Conan frowned. "Mortally cold, though."
"Is hill blood so weak, then? Or are you so clean that you need no bath?" She wrinkled her nose. "No, it cannot be that. So it must be a weakness in Cimmerians. The world must know of this. I shall— yaaahh!"
She broke off with a happy shout as Conan closed the distance to her, lifted her, and tossed her into the pool. It was deep enough to submerge her completely; when she bobbed to the surface she was spluttering and gasping from the cold.
Then she laughed, dove again, and came up at Conan's feet. Water sluiced over him, and as Bethina thrashed and splashed, more doused him all the way up to his waist.
"Well, Conan?"
Conan glared in mock-fury, sat down, and started pulling off his boots. Then he stopped, for Bethina's tunic was now floating in the pool, and as he watched, her trousers bobbed up to join it. Then her head reappeared, hair sleeked down over bare shoulders, and she stepped out of the water. Silver drops ran down between her breasts and over every other curve, and Conan's arms were rising to meet her even as she came into them.
They used the bed of lichen well, and for how long, Conan never knew.

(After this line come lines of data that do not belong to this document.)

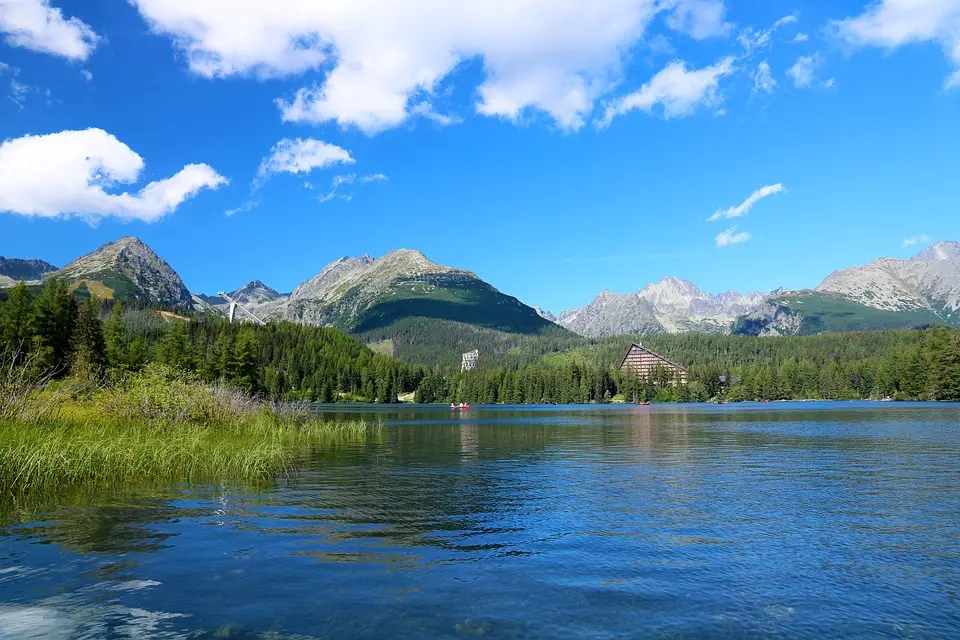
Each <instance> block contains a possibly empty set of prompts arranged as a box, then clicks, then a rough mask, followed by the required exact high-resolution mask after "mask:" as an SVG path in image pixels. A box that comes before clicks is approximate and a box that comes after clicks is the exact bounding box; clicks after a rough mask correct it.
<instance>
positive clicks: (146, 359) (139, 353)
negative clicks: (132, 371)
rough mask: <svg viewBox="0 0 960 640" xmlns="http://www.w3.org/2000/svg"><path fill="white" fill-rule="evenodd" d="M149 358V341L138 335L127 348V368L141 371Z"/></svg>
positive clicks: (149, 357) (134, 370) (126, 356)
mask: <svg viewBox="0 0 960 640" xmlns="http://www.w3.org/2000/svg"><path fill="white" fill-rule="evenodd" d="M149 358H150V349H149V348H148V347H147V343H146V342H145V341H144V340H143V338H141V337H140V336H137V337H136V338H134V339H133V342H131V343H130V348H129V349H127V354H126V358H125V361H126V365H127V368H128V369H130V370H131V371H140V370H141V369H143V367H145V366H146V364H147V360H149Z"/></svg>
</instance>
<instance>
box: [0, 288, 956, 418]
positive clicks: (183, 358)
mask: <svg viewBox="0 0 960 640" xmlns="http://www.w3.org/2000/svg"><path fill="white" fill-rule="evenodd" d="M6 295H7V299H6V301H4V302H2V303H0V349H2V351H3V353H4V354H6V355H7V356H10V355H11V354H12V355H13V360H14V362H15V364H19V365H23V366H33V367H37V368H42V369H44V370H47V371H52V372H54V373H55V375H61V376H63V375H68V374H70V373H80V374H83V375H93V376H107V375H111V374H112V373H113V372H123V371H137V370H139V369H142V368H143V367H144V366H146V365H147V364H148V363H150V362H159V363H162V364H166V365H169V366H172V367H177V368H180V369H183V370H186V371H193V372H196V373H197V374H198V375H200V376H201V377H202V378H204V379H205V380H209V381H214V380H225V381H227V382H229V383H231V384H233V385H235V386H237V387H239V388H242V389H243V390H245V391H248V392H250V393H254V394H259V395H263V396H265V397H269V398H271V399H275V400H294V401H308V402H338V401H355V402H384V403H390V402H397V398H398V396H400V395H403V394H406V393H410V392H415V399H416V401H418V402H470V403H545V402H556V403H588V402H613V401H626V402H634V401H637V402H641V401H650V400H653V401H691V402H697V401H706V400H710V399H720V398H722V399H726V400H729V401H737V400H791V399H825V400H840V399H869V398H874V399H881V398H895V399H903V400H960V331H957V330H950V329H943V328H932V329H927V330H923V331H886V332H864V333H846V334H830V335H823V336H814V337H779V338H777V337H770V338H755V337H747V336H717V335H702V334H686V335H668V336H660V335H658V336H616V337H611V338H603V339H585V338H579V337H574V336H572V335H570V334H565V333H560V334H556V335H543V336H520V337H518V336H516V335H515V334H500V333H498V332H491V331H489V330H484V331H480V332H478V334H477V336H475V337H479V338H481V339H482V340H483V342H484V344H486V345H487V346H488V347H490V348H491V349H493V348H494V347H496V348H495V349H493V351H494V353H493V354H490V355H488V354H487V353H485V352H484V350H483V348H481V356H480V367H479V368H478V369H477V370H475V371H472V372H468V373H460V372H459V371H458V369H457V368H455V367H454V366H453V365H451V364H445V365H440V364H439V363H436V364H434V365H433V366H431V367H429V368H428V367H425V366H421V365H410V364H406V363H404V362H402V361H400V360H397V359H395V358H392V357H389V356H387V355H380V354H377V353H374V352H373V351H371V350H370V349H369V348H368V347H367V346H365V345H364V344H363V343H362V342H361V341H360V340H358V339H356V338H354V337H351V336H349V335H347V334H345V333H343V332H341V331H339V330H337V329H328V328H321V327H309V326H301V325H297V324H292V323H287V322H274V323H271V324H269V325H267V326H259V325H253V324H242V325H231V324H229V323H227V322H226V321H225V320H224V319H221V318H213V317H202V316H198V317H195V318H186V317H182V316H177V315H175V314H172V313H169V312H165V311H163V310H158V309H150V308H145V307H142V306H137V305H134V304H124V305H121V304H119V303H112V302H109V301H99V300H97V299H95V298H90V299H87V300H85V301H83V302H79V301H78V300H77V299H76V298H75V297H74V296H73V295H72V294H71V293H70V291H69V289H68V287H67V285H66V284H64V283H62V282H60V281H57V280H49V281H47V282H46V283H45V285H44V287H43V289H42V291H40V292H39V293H36V294H33V293H31V292H30V291H29V290H28V289H27V288H26V287H24V286H22V285H21V286H18V287H16V288H14V289H11V290H9V291H7V293H6ZM400 328H402V329H403V332H404V333H405V334H406V335H407V336H409V339H410V340H413V339H414V338H415V340H416V344H417V345H418V349H421V350H422V353H423V354H426V353H427V352H428V351H429V349H430V348H431V347H430V341H431V340H433V339H435V336H432V335H430V334H429V331H428V330H429V329H431V328H433V329H436V330H438V331H439V332H440V333H441V335H440V336H439V338H436V339H438V340H439V341H440V342H441V343H442V344H443V345H444V346H443V351H444V352H446V354H447V355H446V356H445V357H446V358H447V359H448V360H447V361H449V360H450V359H452V354H454V353H456V352H463V351H468V350H470V348H476V345H475V344H472V343H470V342H469V336H468V334H466V333H465V332H464V330H463V329H464V327H463V326H455V325H454V324H452V323H439V324H430V325H429V326H428V325H424V324H423V323H420V322H410V323H408V324H403V325H401V327H400ZM397 335H398V337H399V336H400V334H397ZM369 337H370V336H368V338H369ZM641 340H642V341H643V343H644V346H646V347H647V348H650V349H652V350H654V351H656V352H658V353H660V354H661V355H663V356H664V357H666V358H668V359H670V360H672V361H674V362H679V363H681V364H684V365H687V366H689V373H690V375H689V382H688V384H677V383H676V382H675V381H674V380H672V379H671V378H670V376H669V375H668V373H667V372H666V371H661V372H658V374H657V375H655V376H654V377H653V379H650V380H646V379H639V378H637V377H636V376H634V375H630V374H623V373H621V372H620V371H619V370H618V368H619V365H620V361H621V359H622V358H623V355H624V354H625V353H626V351H627V349H628V348H629V345H630V343H631V342H639V341H641ZM461 341H463V342H461ZM6 360H7V361H9V360H10V358H9V357H7V358H6ZM457 362H459V359H457Z"/></svg>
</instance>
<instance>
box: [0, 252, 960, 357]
mask: <svg viewBox="0 0 960 640" xmlns="http://www.w3.org/2000/svg"><path fill="white" fill-rule="evenodd" d="M53 276H57V277H62V278H65V279H66V280H68V281H69V282H70V283H71V284H70V286H71V288H72V290H74V291H75V293H76V294H77V295H80V296H84V295H91V294H92V295H96V296H98V297H101V298H116V299H128V300H139V301H142V302H145V303H149V304H156V305H161V306H166V307H172V308H177V309H182V310H187V311H198V312H207V313H225V312H226V311H227V310H228V309H229V306H230V302H229V299H232V300H234V301H236V302H238V303H240V305H242V306H243V307H244V308H245V309H247V310H248V311H250V312H251V313H252V314H254V315H256V316H257V317H260V318H261V319H263V320H271V319H284V320H289V321H292V322H300V323H305V324H313V325H321V326H331V327H337V328H340V329H343V330H344V331H348V332H352V333H356V334H361V335H364V336H365V337H366V338H368V339H369V340H372V341H376V340H392V339H394V338H397V337H398V336H400V335H401V334H402V335H404V336H406V338H405V339H407V340H408V341H411V342H416V341H420V343H423V342H424V341H426V342H429V336H426V337H425V336H424V335H423V334H424V333H428V334H429V333H430V332H435V333H441V332H443V333H445V334H449V335H448V336H447V337H448V338H450V336H453V337H452V338H450V340H449V346H450V349H451V350H456V349H459V348H461V347H467V346H469V345H470V344H471V341H472V340H475V334H476V332H477V331H492V332H496V334H497V335H539V334H544V333H548V334H551V335H565V334H567V333H568V332H572V333H576V334H580V335H583V336H587V337H599V336H606V335H615V334H624V333H681V332H703V333H740V334H747V335H805V334H812V333H821V332H827V331H850V330H868V329H897V328H908V327H918V326H926V325H931V324H940V325H947V326H960V243H958V242H940V243H937V244H934V245H932V246H931V247H929V248H927V249H925V250H924V251H922V252H921V253H919V254H918V255H916V256H915V257H913V258H911V259H909V260H900V259H893V258H881V259H878V260H875V261H873V262H871V263H869V264H866V265H862V266H857V267H852V268H849V269H844V270H840V271H836V272H834V273H832V274H831V275H829V276H828V277H827V278H826V279H825V280H824V281H823V282H822V283H820V285H818V286H817V287H815V288H813V289H805V290H800V291H784V290H777V291H770V292H751V293H743V294H741V293H737V292H735V291H728V292H726V293H721V294H716V295H715V294H710V293H706V292H703V291H701V290H700V289H699V288H697V286H696V285H694V284H693V283H692V282H689V281H686V280H680V279H678V278H673V277H668V278H664V279H663V280H660V281H659V282H656V283H652V284H649V285H647V286H645V287H644V288H642V289H640V290H639V291H637V292H636V293H623V294H620V293H611V292H609V291H603V292H602V293H600V294H599V295H598V296H597V297H596V298H595V299H594V300H593V301H592V302H591V303H590V304H588V305H586V306H584V307H579V308H576V309H571V310H568V311H565V312H563V313H560V314H558V315H557V316H554V315H553V314H551V313H550V312H548V311H545V310H543V309H540V308H536V307H530V306H527V305H525V304H523V303H522V302H521V301H519V300H517V299H516V298H514V297H511V296H509V295H506V294H504V293H502V292H500V291H498V290H497V289H496V288H494V287H493V286H491V285H490V284H488V283H486V282H484V281H483V280H482V279H480V278H479V277H477V276H476V275H475V274H473V273H471V272H469V271H463V270H460V269H455V268H452V267H447V266H443V265H439V264H436V263H434V262H431V261H430V260H429V259H427V258H426V256H424V255H423V254H422V253H420V252H419V251H413V250H409V249H399V250H396V251H392V252H390V253H388V254H386V255H385V256H383V257H381V258H373V257H371V256H369V255H365V256H360V257H345V258H341V259H339V260H337V261H335V262H333V263H331V264H329V265H327V266H326V267H324V268H323V269H322V270H321V271H320V272H319V273H318V274H317V275H316V276H314V277H313V278H310V279H308V280H306V281H305V282H303V283H302V284H300V285H299V286H298V287H297V288H296V289H295V290H294V291H293V292H292V293H280V292H278V291H276V290H274V289H272V288H270V287H269V286H267V285H266V284H264V283H263V282H260V281H253V282H250V283H248V284H246V285H244V286H243V287H241V288H239V289H236V290H234V291H231V292H228V293H227V294H226V295H227V296H228V297H229V299H228V298H227V297H224V296H222V295H219V294H218V295H202V294H198V295H194V294H191V293H190V292H189V291H188V289H187V287H186V286H185V284H184V283H183V281H182V280H181V278H180V276H179V275H177V273H176V271H174V270H173V268H172V267H170V265H169V264H167V263H166V262H165V261H164V260H163V259H162V258H160V256H158V255H157V254H156V253H155V252H154V251H153V250H151V249H150V248H149V247H148V246H147V245H146V244H144V243H143V242H141V241H140V240H139V239H137V238H134V237H125V238H120V239H119V240H117V241H115V242H111V243H108V244H106V245H103V246H102V247H100V248H99V249H97V250H96V251H94V252H92V253H90V254H88V255H85V256H82V257H80V258H78V259H76V260H74V261H73V262H71V263H70V264H68V265H67V266H65V267H64V268H63V269H59V270H58V269H56V268H55V267H54V266H53V265H50V264H49V263H46V262H43V261H41V260H20V259H2V258H0V286H10V285H11V284H12V283H13V282H15V281H17V280H27V281H30V282H33V283H34V284H36V283H38V282H39V281H41V280H42V279H44V278H49V277H53ZM241 317H242V316H241ZM411 322H413V324H411Z"/></svg>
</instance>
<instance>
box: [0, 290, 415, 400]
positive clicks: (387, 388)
mask: <svg viewBox="0 0 960 640" xmlns="http://www.w3.org/2000/svg"><path fill="white" fill-rule="evenodd" d="M0 352H2V354H3V355H4V356H5V360H6V361H8V362H11V363H13V364H14V365H17V366H30V367H35V368H37V369H40V370H43V371H48V372H52V374H53V375H54V376H66V375H71V374H73V375H84V376H90V377H103V376H107V375H110V374H113V373H122V372H124V371H139V370H141V369H142V368H143V367H145V366H146V365H147V364H148V363H150V362H158V363H161V364H164V365H168V366H171V367H176V368H178V369H181V370H184V371H189V372H196V373H197V374H199V375H200V376H201V377H202V378H204V379H205V380H209V381H215V380H225V381H227V382H229V383H231V384H233V385H235V386H237V387H239V388H241V389H243V390H244V391H247V392H249V393H252V394H258V395H264V396H266V397H269V398H271V399H276V400H296V401H305V402H335V401H363V402H385V403H389V402H397V401H398V400H397V397H398V396H399V395H401V394H404V393H407V392H412V391H413V390H415V389H416V388H417V386H418V384H419V383H420V380H421V379H422V378H423V376H424V371H423V370H422V368H420V367H413V366H409V365H406V364H404V363H402V362H400V361H398V360H395V359H393V358H390V357H387V356H382V355H377V354H375V353H373V352H372V351H371V350H370V349H369V348H367V347H366V346H365V345H364V344H363V343H361V342H360V341H359V340H357V339H356V338H353V337H350V336H348V335H346V334H344V333H343V332H341V331H339V330H337V329H326V328H321V327H307V326H301V325H296V324H292V323H286V322H280V323H272V324H269V325H267V326H259V325H252V324H243V325H236V324H233V325H231V324H229V323H228V322H227V321H226V320H224V319H221V318H209V317H207V318H205V317H196V318H187V317H184V316H179V315H176V314H173V313H170V312H165V311H162V310H158V309H150V308H145V307H142V306H137V305H135V304H121V303H119V302H109V301H100V300H98V299H96V298H87V299H86V300H83V301H82V302H81V301H78V300H77V299H76V297H75V296H74V295H73V294H72V293H71V292H70V291H69V288H68V287H67V285H66V284H65V283H64V282H62V281H59V280H56V279H51V280H48V281H47V282H46V283H45V285H44V287H43V289H42V291H41V292H40V293H39V294H38V295H36V296H34V295H33V294H31V292H30V291H29V290H28V289H27V287H25V286H23V285H22V284H21V285H19V286H17V287H15V288H13V289H12V290H10V291H9V292H8V294H7V299H6V300H5V301H4V302H2V303H0Z"/></svg>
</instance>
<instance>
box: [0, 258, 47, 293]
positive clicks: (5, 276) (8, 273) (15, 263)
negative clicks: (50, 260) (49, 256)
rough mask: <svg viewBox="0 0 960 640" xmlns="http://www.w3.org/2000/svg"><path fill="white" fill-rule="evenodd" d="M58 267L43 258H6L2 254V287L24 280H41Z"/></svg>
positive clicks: (1, 272)
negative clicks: (47, 261)
mask: <svg viewBox="0 0 960 640" xmlns="http://www.w3.org/2000/svg"><path fill="white" fill-rule="evenodd" d="M56 270H57V268H56V267H55V266H53V265H52V264H50V263H49V262H44V261H43V260H24V259H22V258H4V257H3V256H0V287H4V286H13V285H14V284H16V283H18V282H20V281H21V280H24V281H26V282H33V281H36V280H40V279H41V278H43V276H45V275H46V274H48V273H51V272H53V271H56Z"/></svg>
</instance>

Even the thought of danger could not enter his mind for a while.
Somewhere in Bethina's embrace, he chuckled.
"Do I amuse you, Conan?"
"That, and much else. But I was thinking. You are a whole woman now, true?"
"Well—"
"You're lacking nothing any woman has, and you've more than most. Or isn't that what your folk call 'whole'?"
"For me—it might be best—if I bore a child. Prove that the line of my father is safe with me. To a man of good blood, of course, and a friend to the tribe."
Conan slapped Bethina smartly on her bare rump. "Woman, you won't find me unwilling, and I hope your folk call me friend. But having a babe in your belly is no way to go questing!"
"I will remember that. But surely, Conan, we will not be here in the mountains that long?"
"Maybe, maybe not. But if you hope too much, ten Turanian crowns to a brass bit you'll find yourself trying to have the babe somewhere in a blizzard-buried cave in the mountains next winter!"
She shuddered at the thought, and the Cimmerian held her close. He hoped she could not read in his touch his innermost thought, which was that anyone here by next winter would not be among the living. Perhaps not among the lawfully dead, if the Lady of the Mists had half the powers credited to her by rumor, but surely not among the living.